Aku tercengang mendengar anak ini mengucapkan terima kasih padaku. Aku pun memasang senyum puas di wajahku. Meski tak lebar-lebar karena terganggu oleh luka-luka itu.
"Makasih juga tuh sama Sofia sama Ica," balasku. Suaraku masih setengah menggumam.
"Makasih buat apa?" Sofia tiba-tiba muncul dengan sebungkus kain.
"Itu apaan?" Aku balik bertanya. Sofia menunduk, melihat ke arah bungkusan kain yang dibawanya, lalu kembali melihat padaku.
"Es batu. Buat memar-memar di badan lo," katanya. "Nih."
"Oh. Makasih banyak, Sof," balasku. Tangan kiriku menerima bungkusan kain yang sangat dingin itu dari tangannya.

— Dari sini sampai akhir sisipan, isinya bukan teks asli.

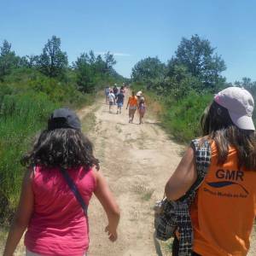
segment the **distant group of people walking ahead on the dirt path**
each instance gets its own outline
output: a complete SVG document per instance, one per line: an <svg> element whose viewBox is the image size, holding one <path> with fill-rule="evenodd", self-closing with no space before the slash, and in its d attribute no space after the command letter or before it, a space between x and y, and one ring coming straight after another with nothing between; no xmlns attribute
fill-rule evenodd
<svg viewBox="0 0 256 256"><path fill-rule="evenodd" d="M121 113L125 101L125 86L121 86L120 89L117 84L114 84L113 88L107 86L105 88L106 104L109 104L109 113L112 113L113 105L117 106L117 114ZM129 108L129 123L133 123L136 110L139 113L139 124L143 124L143 118L146 112L146 104L143 96L143 91L139 90L131 92L129 96L126 109Z"/></svg>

Tanganku yang satunya lagi meletakkan kantung es yang mulai cair itu, lalu meraih bungkusan kain tadi dan menempelkannya pada pelipis kananku.
"Jadi lo kenapa, No, keluar dari tim OSN?" Sofia mengulangi pertanyaannya tadi.
"Gua lagi agak sibuk di luar sekolah. Daripada gua capek terus sakit, kan," jawabku. Rasanya kalimat terakhirku masih rumpang.
"Ooh," balas Sofia seadanya. Mbak Sarah menghampiri meja kami membawa tiga kantung kertas berwarna cokelat. Ia meletakkannya di meja kami. Mbak Sarah berjalan ke konter, lalu kembali ke meja kami dengan membawa tiga gelas besar es kopi.
"Temen lu yang traktir nih, No," kata Mbak Sarah sambil melirik pada Sofia. Sofia protes pada cewek yang usianya tiga tahun lebih tua dari Mbak Ratna itu. Ternyata Mbak Sarah harusnya tak memberi tahu kalau ia yang membayar semua itu.
Mbak Sarah minta maaf sambil tertawa terbahak-bahak, lalu meninggalkan kami. Tak lupa kami berterima kasih padanya―dan Sofia.
"Oh iya, kata Ica lo keluar dari OSN ada hubungannya sama Arge, No. Emang iya?" tanya Sofia, kembali pada topik pembahasan kami tadi sebelum Mbak Sarah menyela.
"Ya?" Otakku seperti jadi sepuluh kali lebih lambat dari biasanya.
Sofia mengulangi pertanyaannya.
"Ooh, kagak kok. Biasa, dia suka mikir yang enggak-enggak kalo ada hal yang dia enggak sreg," sambungku. Mereka berdua menjawabnya dengan "Ooh" yang serempak.
Setelah itu Mikail membelokkan topik pembicaraan. Kami pun mengobrol bersama di toko roti itu sampai matahari terbenam. Beruntung hari ini tak seramai waktu itu. Jika tidak, sudah habis kami disuruh ikut membantu pekerjaan di toko.